Microsoft, Windows, Windows NT, Windows NT Advanced Server, SQL Server for Windows NT are trademarks and/or registered trademarks of Microsoft Corporation.

Other product names mentioned herein may be trademarks and/or registered trademarks of their respective companies.

©1997 Compaq Computer Corporation. All rights reserved. Printed in the U.S.A.

## Performance of Pentium Pro and Pentium II Processor/Cache Combinations

First Edition (May 1997) Document Number 436A/0597

#### INTRODUCTION

Processor speed, quoted in megahertz (MHz), is only one factor that determines system performance. Other factors such as memory speed, cache size, I/O bandwidth, internal CPU architecture, and the application environment also play roles. The hardware configuration and application environment will dictate which of these factors have the greatest impact on performance.

This white paper will describe the current Pentium Pro and Pentium II cache architectures and present a model of the relative effects of different speed and cache size options.
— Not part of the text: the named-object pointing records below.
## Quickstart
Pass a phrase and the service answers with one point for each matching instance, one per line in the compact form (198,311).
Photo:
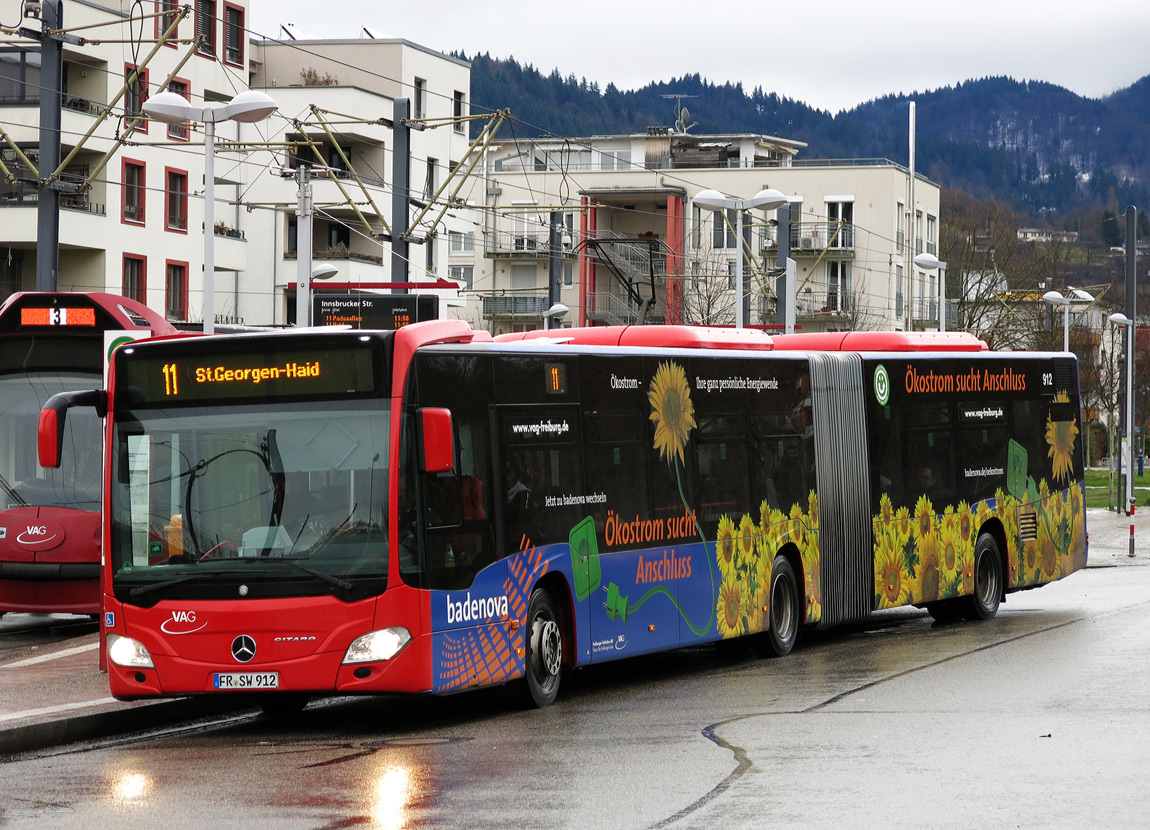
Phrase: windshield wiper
(338,582)
(140,590)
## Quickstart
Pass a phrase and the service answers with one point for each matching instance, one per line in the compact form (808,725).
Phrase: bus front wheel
(988,581)
(783,611)
(544,655)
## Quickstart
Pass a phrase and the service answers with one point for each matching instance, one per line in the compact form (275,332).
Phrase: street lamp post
(1056,299)
(929,262)
(324,270)
(171,108)
(767,199)
(1128,460)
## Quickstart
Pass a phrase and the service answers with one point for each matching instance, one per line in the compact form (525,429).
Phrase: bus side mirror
(50,428)
(437,444)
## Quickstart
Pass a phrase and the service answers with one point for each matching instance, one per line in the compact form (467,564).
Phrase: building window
(234,35)
(461,243)
(459,110)
(133,192)
(722,230)
(430,187)
(464,275)
(136,81)
(421,87)
(841,224)
(175,199)
(898,292)
(133,284)
(162,23)
(178,132)
(838,285)
(175,302)
(205,25)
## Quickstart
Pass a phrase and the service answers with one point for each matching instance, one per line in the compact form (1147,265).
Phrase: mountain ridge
(1035,145)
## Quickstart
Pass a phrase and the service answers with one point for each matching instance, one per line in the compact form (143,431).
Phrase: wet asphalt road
(1036,719)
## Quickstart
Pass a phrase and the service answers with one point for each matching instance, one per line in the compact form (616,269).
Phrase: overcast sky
(832,54)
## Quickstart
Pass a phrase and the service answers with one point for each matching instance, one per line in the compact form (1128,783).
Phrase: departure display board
(182,374)
(385,312)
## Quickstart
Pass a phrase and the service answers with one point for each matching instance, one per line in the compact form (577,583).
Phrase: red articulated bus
(431,509)
(50,523)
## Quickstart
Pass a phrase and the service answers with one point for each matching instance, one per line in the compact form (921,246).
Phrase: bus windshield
(23,482)
(293,494)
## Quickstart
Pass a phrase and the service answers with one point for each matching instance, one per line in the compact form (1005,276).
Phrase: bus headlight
(378,645)
(129,653)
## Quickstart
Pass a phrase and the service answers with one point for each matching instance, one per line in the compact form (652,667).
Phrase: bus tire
(988,581)
(282,704)
(543,655)
(783,612)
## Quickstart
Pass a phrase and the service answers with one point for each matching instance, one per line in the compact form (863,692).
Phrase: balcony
(520,244)
(515,306)
(813,238)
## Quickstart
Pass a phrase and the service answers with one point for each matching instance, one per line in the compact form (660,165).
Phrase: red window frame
(142,297)
(162,23)
(181,298)
(243,33)
(168,197)
(209,48)
(129,68)
(181,132)
(124,163)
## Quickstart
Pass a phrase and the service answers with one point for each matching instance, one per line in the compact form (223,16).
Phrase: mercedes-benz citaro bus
(50,520)
(431,509)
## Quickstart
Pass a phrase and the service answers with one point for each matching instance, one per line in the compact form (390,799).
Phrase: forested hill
(1033,144)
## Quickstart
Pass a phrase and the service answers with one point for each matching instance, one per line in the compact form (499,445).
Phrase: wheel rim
(782,608)
(546,648)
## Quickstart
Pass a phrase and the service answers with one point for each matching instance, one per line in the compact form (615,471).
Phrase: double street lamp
(767,199)
(1128,460)
(929,262)
(1056,299)
(171,108)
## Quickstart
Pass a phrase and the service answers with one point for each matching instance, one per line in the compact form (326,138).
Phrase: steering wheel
(227,546)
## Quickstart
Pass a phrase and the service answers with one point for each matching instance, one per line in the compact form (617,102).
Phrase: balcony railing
(339,254)
(519,244)
(814,237)
(511,306)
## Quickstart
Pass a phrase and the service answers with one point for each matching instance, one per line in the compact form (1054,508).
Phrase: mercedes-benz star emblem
(243,648)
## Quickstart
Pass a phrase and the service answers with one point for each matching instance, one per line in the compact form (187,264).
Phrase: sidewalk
(59,697)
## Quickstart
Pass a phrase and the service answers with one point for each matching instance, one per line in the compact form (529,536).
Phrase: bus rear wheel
(988,581)
(783,611)
(544,653)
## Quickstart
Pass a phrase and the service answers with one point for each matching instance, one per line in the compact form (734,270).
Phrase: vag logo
(46,535)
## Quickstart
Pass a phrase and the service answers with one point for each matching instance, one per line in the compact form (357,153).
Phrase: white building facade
(135,225)
(636,248)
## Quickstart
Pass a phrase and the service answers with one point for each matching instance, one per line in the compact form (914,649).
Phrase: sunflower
(924,517)
(730,608)
(1060,437)
(965,522)
(746,537)
(927,579)
(672,410)
(891,581)
(725,546)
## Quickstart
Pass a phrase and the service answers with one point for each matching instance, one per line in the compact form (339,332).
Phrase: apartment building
(135,222)
(636,247)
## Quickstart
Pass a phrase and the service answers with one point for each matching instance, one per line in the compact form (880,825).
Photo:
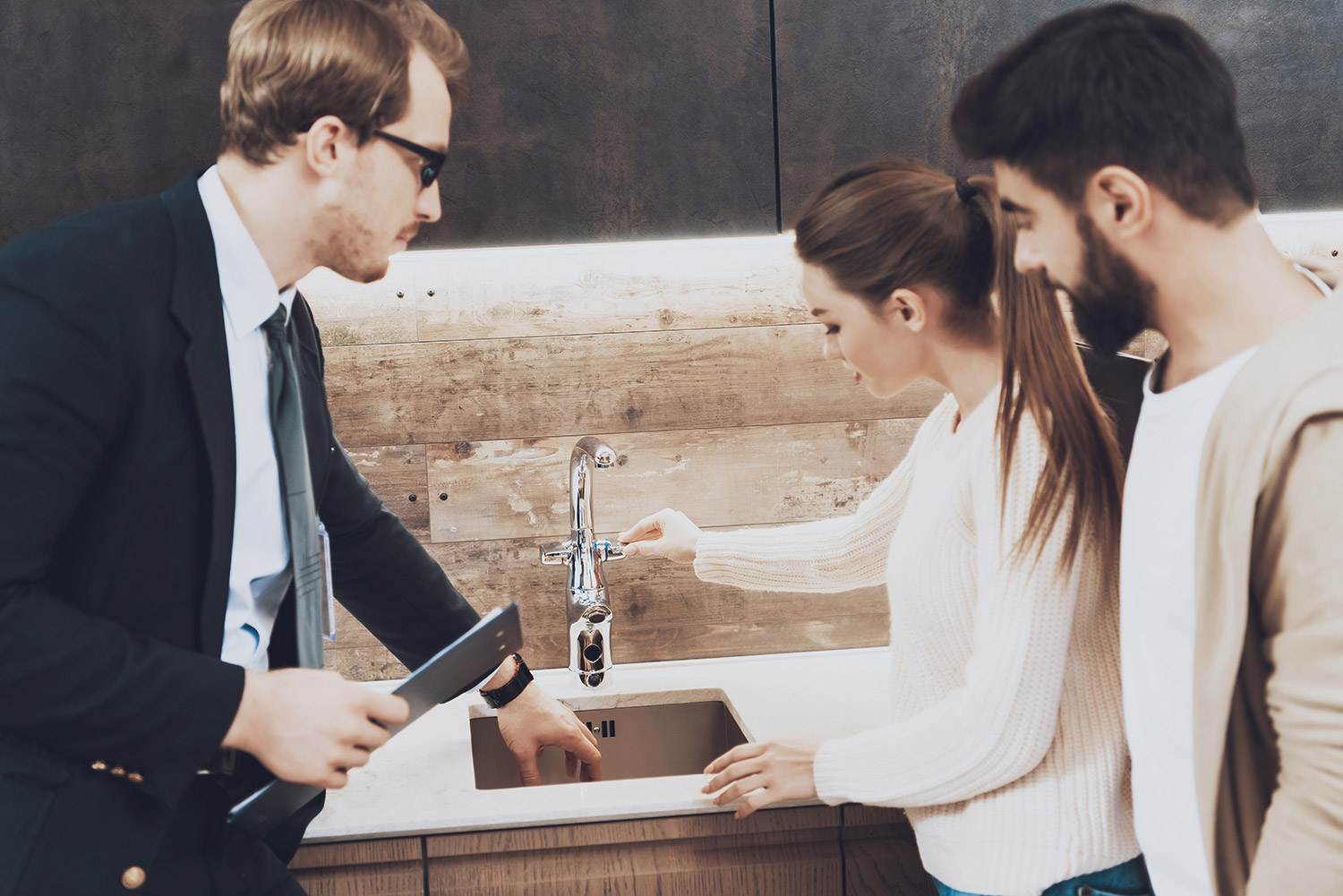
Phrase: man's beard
(1112,303)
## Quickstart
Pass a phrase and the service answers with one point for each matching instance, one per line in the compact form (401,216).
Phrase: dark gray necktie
(287,423)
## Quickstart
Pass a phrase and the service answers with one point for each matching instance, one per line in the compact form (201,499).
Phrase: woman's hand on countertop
(666,533)
(534,721)
(765,774)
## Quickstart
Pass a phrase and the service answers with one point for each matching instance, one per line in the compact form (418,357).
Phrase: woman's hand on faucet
(666,533)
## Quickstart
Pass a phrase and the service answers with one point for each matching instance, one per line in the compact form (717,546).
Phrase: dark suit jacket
(117,479)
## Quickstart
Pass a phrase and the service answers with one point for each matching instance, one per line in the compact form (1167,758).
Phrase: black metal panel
(861,78)
(102,101)
(604,120)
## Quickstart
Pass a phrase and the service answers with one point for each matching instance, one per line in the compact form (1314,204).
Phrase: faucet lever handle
(556,552)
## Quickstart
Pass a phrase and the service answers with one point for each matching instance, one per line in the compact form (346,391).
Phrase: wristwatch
(505,694)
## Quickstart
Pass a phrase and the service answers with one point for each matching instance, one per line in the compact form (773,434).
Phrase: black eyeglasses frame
(432,158)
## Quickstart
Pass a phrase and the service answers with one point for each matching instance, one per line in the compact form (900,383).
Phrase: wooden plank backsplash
(461,381)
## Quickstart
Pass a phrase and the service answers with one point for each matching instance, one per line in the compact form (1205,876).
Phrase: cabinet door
(782,852)
(362,868)
(603,120)
(864,78)
(880,855)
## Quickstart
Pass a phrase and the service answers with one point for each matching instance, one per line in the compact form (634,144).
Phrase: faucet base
(590,646)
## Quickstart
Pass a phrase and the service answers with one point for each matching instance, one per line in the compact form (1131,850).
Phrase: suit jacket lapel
(198,308)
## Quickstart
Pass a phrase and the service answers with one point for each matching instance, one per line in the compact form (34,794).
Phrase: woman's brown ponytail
(894,223)
(1048,379)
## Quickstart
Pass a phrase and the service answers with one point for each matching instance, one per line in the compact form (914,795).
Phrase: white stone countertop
(423,782)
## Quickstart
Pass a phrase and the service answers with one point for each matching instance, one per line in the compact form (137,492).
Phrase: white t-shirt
(1157,621)
(1157,624)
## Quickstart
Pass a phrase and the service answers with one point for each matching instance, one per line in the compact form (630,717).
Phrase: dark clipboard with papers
(453,670)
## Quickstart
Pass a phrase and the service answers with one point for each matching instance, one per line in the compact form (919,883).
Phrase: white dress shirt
(260,573)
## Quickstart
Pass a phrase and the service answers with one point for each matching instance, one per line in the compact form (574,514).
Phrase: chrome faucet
(588,610)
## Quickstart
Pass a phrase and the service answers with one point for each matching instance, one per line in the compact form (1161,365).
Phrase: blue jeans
(1128,879)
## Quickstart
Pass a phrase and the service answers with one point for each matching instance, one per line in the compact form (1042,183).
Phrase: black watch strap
(504,695)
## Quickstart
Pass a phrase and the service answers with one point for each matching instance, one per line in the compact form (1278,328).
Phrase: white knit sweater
(1007,747)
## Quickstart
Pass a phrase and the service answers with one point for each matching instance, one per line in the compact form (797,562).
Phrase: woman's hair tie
(966,190)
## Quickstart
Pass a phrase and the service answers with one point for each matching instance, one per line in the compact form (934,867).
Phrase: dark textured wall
(102,101)
(590,120)
(596,120)
(860,78)
(604,120)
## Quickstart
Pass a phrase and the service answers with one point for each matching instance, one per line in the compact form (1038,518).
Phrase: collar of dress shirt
(244,279)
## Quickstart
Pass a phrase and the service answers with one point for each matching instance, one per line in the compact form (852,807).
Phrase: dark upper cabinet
(861,78)
(607,120)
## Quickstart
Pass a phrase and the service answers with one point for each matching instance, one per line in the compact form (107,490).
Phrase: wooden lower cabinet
(880,855)
(783,852)
(363,868)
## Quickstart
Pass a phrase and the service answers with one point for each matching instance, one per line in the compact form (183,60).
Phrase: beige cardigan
(1268,657)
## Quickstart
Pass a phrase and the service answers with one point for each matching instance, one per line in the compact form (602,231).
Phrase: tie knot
(274,325)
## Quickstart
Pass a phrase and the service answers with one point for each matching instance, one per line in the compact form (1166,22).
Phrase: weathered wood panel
(738,476)
(794,855)
(354,313)
(507,388)
(566,290)
(399,476)
(663,611)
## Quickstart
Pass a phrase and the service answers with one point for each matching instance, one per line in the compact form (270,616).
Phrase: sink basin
(639,737)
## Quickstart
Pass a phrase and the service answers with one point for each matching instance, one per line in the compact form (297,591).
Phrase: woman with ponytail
(997,538)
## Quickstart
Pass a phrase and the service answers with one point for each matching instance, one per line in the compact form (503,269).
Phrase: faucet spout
(587,608)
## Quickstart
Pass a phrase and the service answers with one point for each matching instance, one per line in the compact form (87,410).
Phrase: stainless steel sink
(680,734)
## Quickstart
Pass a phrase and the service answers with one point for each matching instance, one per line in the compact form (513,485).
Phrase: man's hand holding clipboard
(536,721)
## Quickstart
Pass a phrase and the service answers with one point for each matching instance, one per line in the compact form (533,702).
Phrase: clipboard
(453,670)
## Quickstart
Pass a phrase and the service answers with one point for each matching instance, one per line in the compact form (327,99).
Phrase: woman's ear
(908,309)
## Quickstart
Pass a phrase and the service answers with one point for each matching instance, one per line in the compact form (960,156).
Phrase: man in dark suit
(152,535)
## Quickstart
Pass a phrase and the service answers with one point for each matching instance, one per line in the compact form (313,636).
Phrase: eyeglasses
(432,158)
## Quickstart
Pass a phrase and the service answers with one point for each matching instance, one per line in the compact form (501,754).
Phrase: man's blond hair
(290,62)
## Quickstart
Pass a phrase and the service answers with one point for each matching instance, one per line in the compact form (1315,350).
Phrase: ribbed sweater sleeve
(999,721)
(825,557)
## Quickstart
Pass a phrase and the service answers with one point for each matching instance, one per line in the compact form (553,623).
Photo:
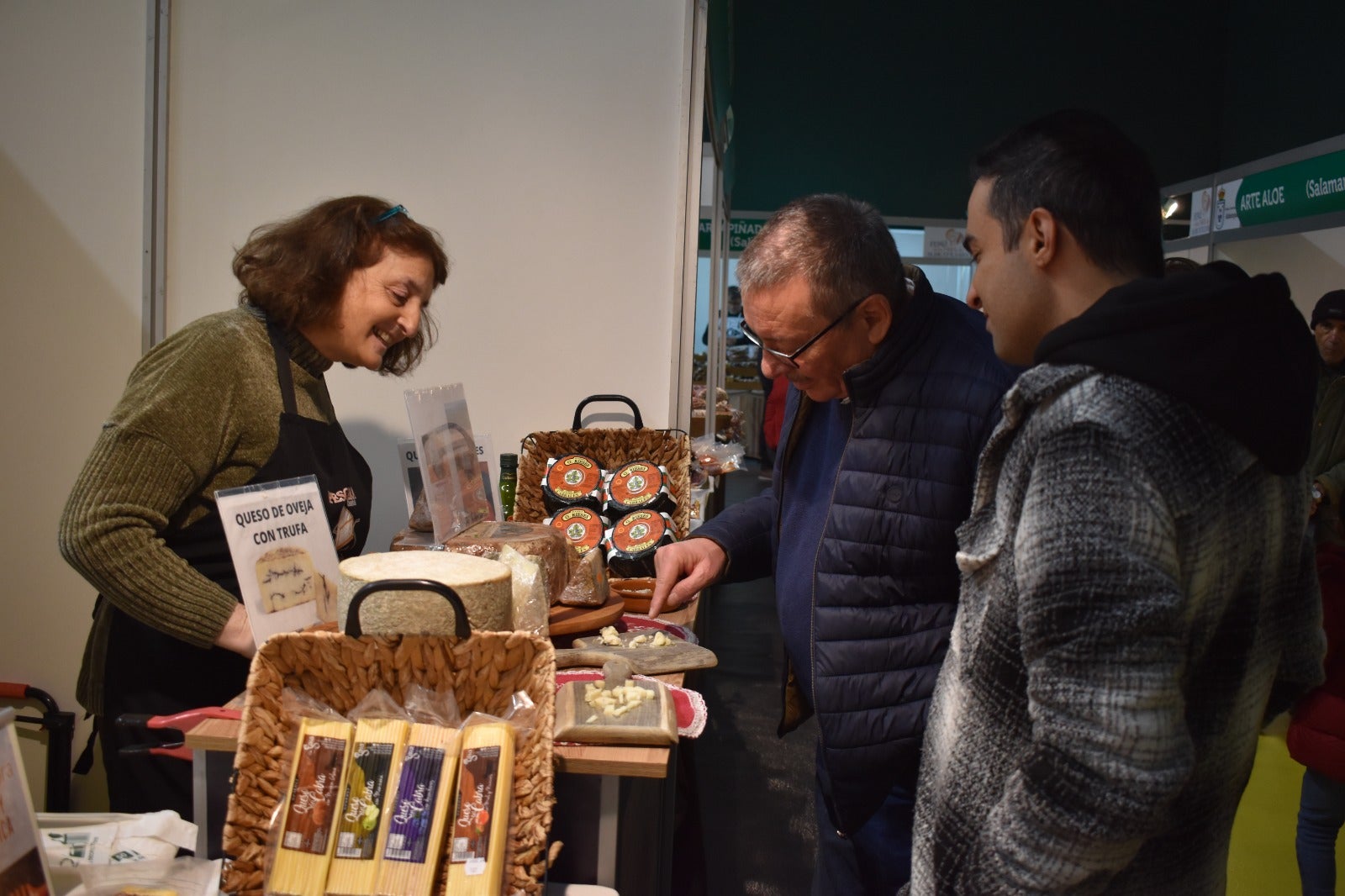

The impact of these factors will be further explored by examining several system benchmark examples.

#### CACHE ARCHITECTURE

#### **The Function of Cache Memory**

Two basic components of performance are memory access time and instruction execution time. Simply put, memory access time is a measure of the time the processor must wait for data or instructions. One way to improve the memory access time is to use cache memory to store the most recently referenced memory locations. The access time for cache memory is usually faster than system memory, and the cache typically resides physically closer to the processor core. Increasing the cache size can improve the average memory access time by allowing more referenced addresses to be stored in the faster cache memory.

Cache size can be an especially critical factor in the performance of symmetric multiprocessing (SMP) systems. In current SMP servers and workstations each processor has its own cache memory, but all processors share system memory and the bus connections to system memory. As more processors are added, the processors will compete for access to the system memory bus. If two, or more, processors try to access system memory simultaneously, one must wait for the other, increasing its memory latency. At some point, the connections to system memory can become overloaded, creating a bottleneck. Increasing the size of the cache for the individual processors can reduce the number of accesses to system memory and thereby reduce traffic on the memory bus. For many SMP applications, enlarging the cache results in much better system performance than increasing the core processor speed. However, cache memory is typically much more expensive, byte for byte, than system memory and for most applications there is a point of diminishing returns for increases in the cache size. A cost-effective solution must weigh the additional cost for larger cache memory against any performance gain.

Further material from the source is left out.